His death marks the end of a living link to an 19th-century U.S. presidency and a person of intrigue for many political historians.
Tyler was the son of Lyon Gardiner Tyler and the grandson of John Tyler, who served as the 10th president of the United States from 1841 to 1845.
His mother, Susan Ruffin Tyler, descended directly from Pocahontas.
According to The Richmond Times-Dispatch, Harrison died of dementia over the Memorial Day weekend in his Virginia nursing home.
The last living grandson of President John Tyler has died.
Harrison Ruffin Tyler was born in 1928 and died in 2025.
His grandfather, the 10th President of the United States, was born in 1790 and died in 1862. pic.twitter.com/MIBD1u71EM
— Yashar Ali (@yashar) May 28, 2025
Tyler was born on November 9, 1928. His father, Lyon Sr., was 75 at the time. Lyon Sr. had been born when President John Tyler was 63.

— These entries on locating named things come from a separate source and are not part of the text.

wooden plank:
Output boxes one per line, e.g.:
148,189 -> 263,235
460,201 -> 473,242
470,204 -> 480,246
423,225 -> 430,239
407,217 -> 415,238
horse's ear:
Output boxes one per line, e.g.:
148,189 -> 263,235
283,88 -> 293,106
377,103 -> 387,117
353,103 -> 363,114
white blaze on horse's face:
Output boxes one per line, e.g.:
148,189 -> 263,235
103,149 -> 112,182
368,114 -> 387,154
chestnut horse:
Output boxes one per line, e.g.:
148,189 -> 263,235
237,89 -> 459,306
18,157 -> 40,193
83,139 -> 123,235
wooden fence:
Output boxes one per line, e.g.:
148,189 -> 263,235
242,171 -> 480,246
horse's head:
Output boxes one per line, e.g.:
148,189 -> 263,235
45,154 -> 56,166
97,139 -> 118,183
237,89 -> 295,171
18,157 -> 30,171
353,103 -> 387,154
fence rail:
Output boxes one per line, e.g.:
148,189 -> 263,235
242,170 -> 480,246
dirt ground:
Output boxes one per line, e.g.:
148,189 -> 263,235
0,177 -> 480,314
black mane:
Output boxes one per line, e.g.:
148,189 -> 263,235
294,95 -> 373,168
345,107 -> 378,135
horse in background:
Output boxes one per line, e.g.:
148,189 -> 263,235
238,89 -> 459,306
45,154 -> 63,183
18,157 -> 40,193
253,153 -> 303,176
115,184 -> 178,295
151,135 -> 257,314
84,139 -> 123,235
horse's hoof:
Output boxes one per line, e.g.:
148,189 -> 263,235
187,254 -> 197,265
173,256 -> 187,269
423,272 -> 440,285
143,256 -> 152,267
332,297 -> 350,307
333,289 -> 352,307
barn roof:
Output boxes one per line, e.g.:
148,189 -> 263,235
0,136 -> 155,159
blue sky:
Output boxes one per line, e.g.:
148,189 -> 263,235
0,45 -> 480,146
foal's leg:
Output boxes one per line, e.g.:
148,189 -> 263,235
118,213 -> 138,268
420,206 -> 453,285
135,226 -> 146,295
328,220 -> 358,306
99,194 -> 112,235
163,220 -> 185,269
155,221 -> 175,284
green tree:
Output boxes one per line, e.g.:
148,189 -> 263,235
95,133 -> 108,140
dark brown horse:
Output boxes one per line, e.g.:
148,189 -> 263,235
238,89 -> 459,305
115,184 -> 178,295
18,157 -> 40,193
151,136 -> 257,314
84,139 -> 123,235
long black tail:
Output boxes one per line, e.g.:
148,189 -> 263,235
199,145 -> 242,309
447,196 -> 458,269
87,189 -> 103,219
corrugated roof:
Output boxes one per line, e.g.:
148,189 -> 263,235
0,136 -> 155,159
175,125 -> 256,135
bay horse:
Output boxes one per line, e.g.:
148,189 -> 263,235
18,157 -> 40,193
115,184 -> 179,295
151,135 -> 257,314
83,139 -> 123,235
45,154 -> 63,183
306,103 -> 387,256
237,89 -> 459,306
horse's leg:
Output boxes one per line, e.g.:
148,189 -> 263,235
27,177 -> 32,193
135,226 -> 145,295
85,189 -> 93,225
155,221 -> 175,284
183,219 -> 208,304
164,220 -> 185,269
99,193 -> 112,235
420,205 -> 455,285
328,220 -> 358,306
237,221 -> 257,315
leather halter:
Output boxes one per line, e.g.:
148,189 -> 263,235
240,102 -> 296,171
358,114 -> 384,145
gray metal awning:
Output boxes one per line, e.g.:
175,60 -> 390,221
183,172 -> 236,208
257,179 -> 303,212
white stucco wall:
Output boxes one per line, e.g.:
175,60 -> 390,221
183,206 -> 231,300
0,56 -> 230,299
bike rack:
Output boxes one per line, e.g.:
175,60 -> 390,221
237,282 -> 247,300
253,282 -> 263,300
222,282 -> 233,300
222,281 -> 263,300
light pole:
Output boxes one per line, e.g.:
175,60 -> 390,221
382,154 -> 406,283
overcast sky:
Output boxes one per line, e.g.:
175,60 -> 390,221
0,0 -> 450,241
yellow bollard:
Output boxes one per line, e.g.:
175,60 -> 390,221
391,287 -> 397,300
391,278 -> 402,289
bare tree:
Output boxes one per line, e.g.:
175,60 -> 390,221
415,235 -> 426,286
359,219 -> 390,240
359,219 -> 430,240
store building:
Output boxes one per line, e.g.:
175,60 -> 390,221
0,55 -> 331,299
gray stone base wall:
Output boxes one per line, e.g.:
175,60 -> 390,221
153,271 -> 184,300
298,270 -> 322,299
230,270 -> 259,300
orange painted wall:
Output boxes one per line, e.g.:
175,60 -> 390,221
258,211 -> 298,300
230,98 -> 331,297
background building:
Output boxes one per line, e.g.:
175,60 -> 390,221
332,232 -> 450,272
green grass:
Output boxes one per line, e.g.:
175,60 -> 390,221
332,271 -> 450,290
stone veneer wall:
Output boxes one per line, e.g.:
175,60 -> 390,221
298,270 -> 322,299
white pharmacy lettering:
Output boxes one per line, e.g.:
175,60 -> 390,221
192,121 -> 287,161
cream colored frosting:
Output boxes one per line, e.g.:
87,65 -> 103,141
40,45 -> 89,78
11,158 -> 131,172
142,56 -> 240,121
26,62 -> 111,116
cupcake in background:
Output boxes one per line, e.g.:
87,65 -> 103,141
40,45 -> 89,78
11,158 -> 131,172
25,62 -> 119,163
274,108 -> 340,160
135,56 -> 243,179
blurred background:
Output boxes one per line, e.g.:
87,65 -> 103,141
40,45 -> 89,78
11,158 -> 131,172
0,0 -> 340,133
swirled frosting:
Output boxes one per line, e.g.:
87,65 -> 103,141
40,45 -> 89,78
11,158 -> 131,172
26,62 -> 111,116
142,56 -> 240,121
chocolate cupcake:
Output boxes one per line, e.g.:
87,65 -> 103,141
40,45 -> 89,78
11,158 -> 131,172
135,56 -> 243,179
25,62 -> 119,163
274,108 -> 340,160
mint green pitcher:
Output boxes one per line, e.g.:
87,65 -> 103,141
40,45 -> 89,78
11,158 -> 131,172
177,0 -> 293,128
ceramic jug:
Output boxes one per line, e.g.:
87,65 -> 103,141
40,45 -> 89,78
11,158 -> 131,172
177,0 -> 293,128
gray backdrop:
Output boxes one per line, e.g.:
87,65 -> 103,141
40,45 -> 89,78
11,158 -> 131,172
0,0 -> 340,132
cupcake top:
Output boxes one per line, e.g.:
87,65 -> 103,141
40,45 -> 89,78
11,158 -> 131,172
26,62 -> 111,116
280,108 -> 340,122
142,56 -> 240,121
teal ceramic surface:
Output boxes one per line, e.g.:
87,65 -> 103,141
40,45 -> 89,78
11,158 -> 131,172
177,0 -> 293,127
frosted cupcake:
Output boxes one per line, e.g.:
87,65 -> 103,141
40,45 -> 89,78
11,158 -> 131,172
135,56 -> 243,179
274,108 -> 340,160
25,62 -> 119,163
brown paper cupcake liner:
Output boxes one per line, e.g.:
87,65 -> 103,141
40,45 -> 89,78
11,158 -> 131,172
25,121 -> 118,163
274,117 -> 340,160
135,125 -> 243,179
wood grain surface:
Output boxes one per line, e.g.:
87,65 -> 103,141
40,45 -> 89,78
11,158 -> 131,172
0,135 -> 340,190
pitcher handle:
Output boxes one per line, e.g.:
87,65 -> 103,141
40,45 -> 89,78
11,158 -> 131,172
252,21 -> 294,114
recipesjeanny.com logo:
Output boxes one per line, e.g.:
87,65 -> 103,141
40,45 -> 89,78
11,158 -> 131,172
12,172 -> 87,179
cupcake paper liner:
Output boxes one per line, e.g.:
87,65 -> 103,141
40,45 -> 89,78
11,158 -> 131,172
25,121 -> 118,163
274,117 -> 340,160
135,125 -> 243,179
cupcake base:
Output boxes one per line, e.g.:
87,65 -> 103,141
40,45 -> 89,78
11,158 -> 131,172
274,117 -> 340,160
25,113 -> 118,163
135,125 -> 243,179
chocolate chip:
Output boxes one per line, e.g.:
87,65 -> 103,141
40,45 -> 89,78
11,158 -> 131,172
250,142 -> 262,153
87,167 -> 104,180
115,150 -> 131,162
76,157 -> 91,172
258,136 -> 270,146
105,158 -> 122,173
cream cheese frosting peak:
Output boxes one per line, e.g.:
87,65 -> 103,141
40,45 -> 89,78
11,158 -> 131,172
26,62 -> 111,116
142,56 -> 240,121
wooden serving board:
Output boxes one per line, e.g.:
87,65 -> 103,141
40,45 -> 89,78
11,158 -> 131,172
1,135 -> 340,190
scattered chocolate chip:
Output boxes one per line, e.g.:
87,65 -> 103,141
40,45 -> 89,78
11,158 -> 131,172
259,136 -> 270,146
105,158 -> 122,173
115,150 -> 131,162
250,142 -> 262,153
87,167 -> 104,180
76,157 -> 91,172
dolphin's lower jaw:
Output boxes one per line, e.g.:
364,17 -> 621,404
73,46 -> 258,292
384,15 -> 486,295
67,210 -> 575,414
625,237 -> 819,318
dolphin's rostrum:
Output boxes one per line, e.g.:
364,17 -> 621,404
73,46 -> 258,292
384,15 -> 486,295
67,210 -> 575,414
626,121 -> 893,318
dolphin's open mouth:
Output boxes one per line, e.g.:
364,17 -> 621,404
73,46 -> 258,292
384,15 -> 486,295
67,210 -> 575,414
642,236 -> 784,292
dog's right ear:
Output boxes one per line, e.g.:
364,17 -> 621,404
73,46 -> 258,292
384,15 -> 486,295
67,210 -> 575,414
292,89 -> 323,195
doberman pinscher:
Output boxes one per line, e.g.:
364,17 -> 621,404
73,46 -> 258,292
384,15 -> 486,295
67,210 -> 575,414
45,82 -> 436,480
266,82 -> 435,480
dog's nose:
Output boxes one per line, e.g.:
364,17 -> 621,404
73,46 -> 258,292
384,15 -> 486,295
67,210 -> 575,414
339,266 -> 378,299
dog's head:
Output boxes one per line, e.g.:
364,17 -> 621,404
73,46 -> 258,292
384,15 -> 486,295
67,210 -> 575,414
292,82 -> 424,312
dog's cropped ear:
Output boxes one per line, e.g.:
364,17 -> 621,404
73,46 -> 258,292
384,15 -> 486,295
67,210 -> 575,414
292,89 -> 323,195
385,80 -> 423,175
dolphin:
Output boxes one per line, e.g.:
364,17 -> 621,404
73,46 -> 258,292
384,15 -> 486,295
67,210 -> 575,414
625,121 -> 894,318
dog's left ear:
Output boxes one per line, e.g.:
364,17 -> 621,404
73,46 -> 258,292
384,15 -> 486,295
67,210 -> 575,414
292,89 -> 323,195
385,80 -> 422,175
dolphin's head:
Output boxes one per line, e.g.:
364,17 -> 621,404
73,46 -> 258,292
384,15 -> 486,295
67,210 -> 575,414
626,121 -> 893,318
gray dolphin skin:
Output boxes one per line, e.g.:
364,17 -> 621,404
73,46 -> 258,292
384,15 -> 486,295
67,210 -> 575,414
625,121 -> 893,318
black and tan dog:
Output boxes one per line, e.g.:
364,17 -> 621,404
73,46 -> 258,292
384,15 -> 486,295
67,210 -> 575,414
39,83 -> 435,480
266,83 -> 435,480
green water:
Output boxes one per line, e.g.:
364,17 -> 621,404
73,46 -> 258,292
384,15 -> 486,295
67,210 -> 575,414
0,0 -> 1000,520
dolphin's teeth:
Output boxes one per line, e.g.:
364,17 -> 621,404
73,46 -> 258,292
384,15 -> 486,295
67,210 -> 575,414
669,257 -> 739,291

The former president, who died in 1862, had 15 children of his own.
He studied at St. Christopher’s School in Richmond, then went on to William & Mary and Virginia Tech. In 1968, he co-founded ChemTreat, a water treatment company that served major clients like Kraft and Philip Morris.
Tyler married Frances Payne Bouknight Tyler in 1957. They had three children and eight grandchildren before her death in 2019.
In 1975, Harrison bought and restored Sherwood Forest Plantation, his grandfather’s former home, and opened it to the public. He also preserved Fort Pocahontas, a Civil War site built by Black Union soldiers, in 1996.
In 2001, he donated thousands of documents, books, and $5 million to William & Mary’s history department. The school renamed the department after him in 2021.
John Tyler, born in 1790 shortly after George Washington’s inauguration, grew up on a Virginia plantation.
He became president in 1841 after William Henry Harrison died just 31 days into office — the first vice president to assume the presidency that way.
He was a lifelong slaveowner and a champion of states’ rights, although died just one year after the outbreak of the American Civil War.